Я уверен, что он все знает, но ни разу в моем присутствии не намекнул на Донату; заметил только, что Перуцци-отец – давний друг, «из тех, кого не видишь годами, а случайно встретишься и разговоришься, как будто расстались только вчера».
Он сопровождал меня в коляске. Я впервые оказался на улице после длительного пребывания в госпитале, и свежий воздух меня опьянил. Я засмеялся. Через пару километров мы остановились в глухой местности под Сольвеной. Дом Штауфера стоит на опушке леса, на естественной плоскости нагорья, частично занятой двором и садом. Раньше тут была ферма, которую он перестроил. Внутри дом огромный, но снаружи пристройки почти не заметны; стены выбелены известкой, потолочные балки и ступеньки лестниц из старого, потемневшего дерева. Не знаю, откуда здесь мебель, но она гармонирует с домом.
Тут мне будет привольно, тут много пространства, дом прочный, надежный, роскошь постепенно преобразовалась в уют и почти не заметна.
– У вас много денег, профессор?
– Хватило бы, пожелай я того. Но я предпочитаю иметь ровно столько, сколько мне необходимо для жизни.
Кроме спальни Штауфера и его кабинета, весь дом отдан в мое распоряжение. Встретила нас женщина лет пятидесяти, Мария, вся в черном, крестьянка, которая при виде меня всплеснула руками и воскликнула: «Господи!» – обмирающим голосом матери, сын которой попал в передел.

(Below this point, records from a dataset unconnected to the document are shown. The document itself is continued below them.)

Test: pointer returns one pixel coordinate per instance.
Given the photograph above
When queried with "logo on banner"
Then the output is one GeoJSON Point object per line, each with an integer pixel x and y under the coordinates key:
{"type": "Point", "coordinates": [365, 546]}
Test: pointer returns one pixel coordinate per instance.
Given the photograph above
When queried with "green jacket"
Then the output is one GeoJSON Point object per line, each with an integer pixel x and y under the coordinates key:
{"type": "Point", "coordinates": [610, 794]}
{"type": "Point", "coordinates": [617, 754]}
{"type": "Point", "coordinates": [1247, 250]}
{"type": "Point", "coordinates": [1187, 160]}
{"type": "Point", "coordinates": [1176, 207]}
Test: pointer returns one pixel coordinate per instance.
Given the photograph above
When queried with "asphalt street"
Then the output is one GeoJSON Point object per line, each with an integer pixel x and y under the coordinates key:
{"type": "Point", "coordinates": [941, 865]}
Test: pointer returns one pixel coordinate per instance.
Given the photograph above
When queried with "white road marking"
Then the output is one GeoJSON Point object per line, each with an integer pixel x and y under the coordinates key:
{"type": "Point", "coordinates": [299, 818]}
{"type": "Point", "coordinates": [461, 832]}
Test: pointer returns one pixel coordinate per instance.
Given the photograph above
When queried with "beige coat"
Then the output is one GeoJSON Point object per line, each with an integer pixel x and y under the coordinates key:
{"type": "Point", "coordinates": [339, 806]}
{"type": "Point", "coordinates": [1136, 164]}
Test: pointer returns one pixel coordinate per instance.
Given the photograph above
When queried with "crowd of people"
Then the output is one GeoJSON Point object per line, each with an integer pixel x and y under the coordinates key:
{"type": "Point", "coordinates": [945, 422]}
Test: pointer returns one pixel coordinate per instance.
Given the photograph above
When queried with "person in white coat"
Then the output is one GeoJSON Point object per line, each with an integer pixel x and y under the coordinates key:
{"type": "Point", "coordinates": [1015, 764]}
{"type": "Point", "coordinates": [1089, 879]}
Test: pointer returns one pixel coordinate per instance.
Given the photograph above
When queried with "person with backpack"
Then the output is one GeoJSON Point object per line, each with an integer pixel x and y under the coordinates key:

Они со Штауфером заставили меня посидеть: я должен передохнуть немного перед осмотром дома. В нем нет комнат, специально отведенных для гостей, говоря точнее: кроме комнат хозяина дома, все остальные не заняты никем. Там, где раньше был сеновал, сейчас зал с большими окнами, за которыми виден портик. Спальня на нижнем этаже, ванная комната и кабинет, устроенные в бывшей конюшне, образуют отдельную квартиру, с собственным входом со стороны леса.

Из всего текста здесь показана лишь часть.